La sueur : frôler la mort pour se sentir vivant

Alexandre le Grand disait que « seuls le sexe et le manque de sommeil me rendent conscient de ma mortalité« . L’homme aime se mettre au défi ou en danger afin de vérifier qu’il vit et parfois frôler sa mort. C’est d’ailleurs un besoin intimement lié aux questions existentielles et métaphysiques auxquelles la religion est une partie de réponse : Pourquoi je vis ? Qu’est-ce qu’il y a après la vie ? Qu’est-ce que la mort ? La mort est-elle une fin ? Les enfants sont très sensibles à cette prise de risques (et à ces questions), protégés par leur inconscience et une sorte de « cocon social ».

La sueur est une réaction du corps en mouvement. L’élimination de l’eau, consubstantielle à la vie et au bout de laquelle il y a la mort par déshydratation, du muscle, qui s’en sert pour se refroidir et rester à 37°. Elle est provoquée soit physiquement (une action ou l’effet de la chaleur) soit psychiquement (la peur ou l’angoisse). On notera alors que l’odeur de la première est moins forte que celle de la seconde. Cette transpiration est naturelle et la nier ou la chasser par un déodorant participe à une manière d’ignorer la vie puisque seuls les défunts ne transpirent plus. Au contraire, le sauna qui provoque la transpiration permet d’éliminer les impuretés qu’elle contient.

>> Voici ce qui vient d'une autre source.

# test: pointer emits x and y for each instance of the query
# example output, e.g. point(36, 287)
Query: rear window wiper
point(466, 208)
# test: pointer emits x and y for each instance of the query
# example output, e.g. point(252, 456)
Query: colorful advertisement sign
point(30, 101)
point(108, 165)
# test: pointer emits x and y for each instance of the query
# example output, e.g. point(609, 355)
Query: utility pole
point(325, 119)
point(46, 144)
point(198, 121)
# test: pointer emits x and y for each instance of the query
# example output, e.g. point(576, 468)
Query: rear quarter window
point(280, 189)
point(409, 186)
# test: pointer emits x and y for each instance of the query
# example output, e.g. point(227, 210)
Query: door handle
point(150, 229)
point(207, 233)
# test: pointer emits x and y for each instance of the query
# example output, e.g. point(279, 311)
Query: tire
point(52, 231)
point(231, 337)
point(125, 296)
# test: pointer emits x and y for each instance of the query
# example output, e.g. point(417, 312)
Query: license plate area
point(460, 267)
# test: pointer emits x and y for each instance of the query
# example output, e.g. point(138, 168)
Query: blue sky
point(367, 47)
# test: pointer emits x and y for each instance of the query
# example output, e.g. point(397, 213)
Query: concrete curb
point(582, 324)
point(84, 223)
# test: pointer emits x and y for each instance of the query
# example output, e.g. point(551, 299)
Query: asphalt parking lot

L’effort physique est toujours limité par le temps ou l’espace et le corps nous le rappelle avec la sueur. Pendant la seconde guerre mondiale, un général américain aurait dit qu’une « bonne dose de sueur peut parfois économiser plusieurs litres de sang« . Pourtant, faire du sport à outrance (transpiration physique) n’est pas plus naturel que s’engager pour faire la guerre (transpiration physique et psychique). Or, l’Homme ne peut pas rester inactif sinon il s’atrophie et finit par mourir (constatation dans les prisons chinoises communistes). Il a donc besoin de transpirer pour prouver qu’il vit et qu’il agit, se distinguant alors de l’état post mortem.

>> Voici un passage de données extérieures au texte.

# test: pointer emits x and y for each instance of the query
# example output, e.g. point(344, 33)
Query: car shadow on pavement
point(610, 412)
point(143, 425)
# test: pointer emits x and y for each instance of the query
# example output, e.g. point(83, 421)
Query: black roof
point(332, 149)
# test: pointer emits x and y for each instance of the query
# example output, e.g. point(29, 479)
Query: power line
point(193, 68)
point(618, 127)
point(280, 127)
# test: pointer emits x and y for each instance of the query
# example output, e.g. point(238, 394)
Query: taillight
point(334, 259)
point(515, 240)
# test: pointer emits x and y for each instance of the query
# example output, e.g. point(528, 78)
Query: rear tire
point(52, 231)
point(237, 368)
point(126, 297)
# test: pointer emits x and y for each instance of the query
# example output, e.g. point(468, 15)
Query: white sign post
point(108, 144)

Sperme, sang et sueur, telles sont les fluides qui conduisent les Hommes lorsqu’ils laissent leur animalité prendre le pas sur leur humanité. En effet, ce qui distingue l’Homme de l’animal est sa capacité à maîtriser ses pulsions, en plus d’avoir une réflexion (le cogito).

Pour autant, une trop grande différence entre sa part de pulsions de vie et de pulsions de mort (le violeur libidineux ou le tueur sanguinaire) relèvent de la maladie mentale et de problèmes psycho-somatiques (de l’âme et du corps).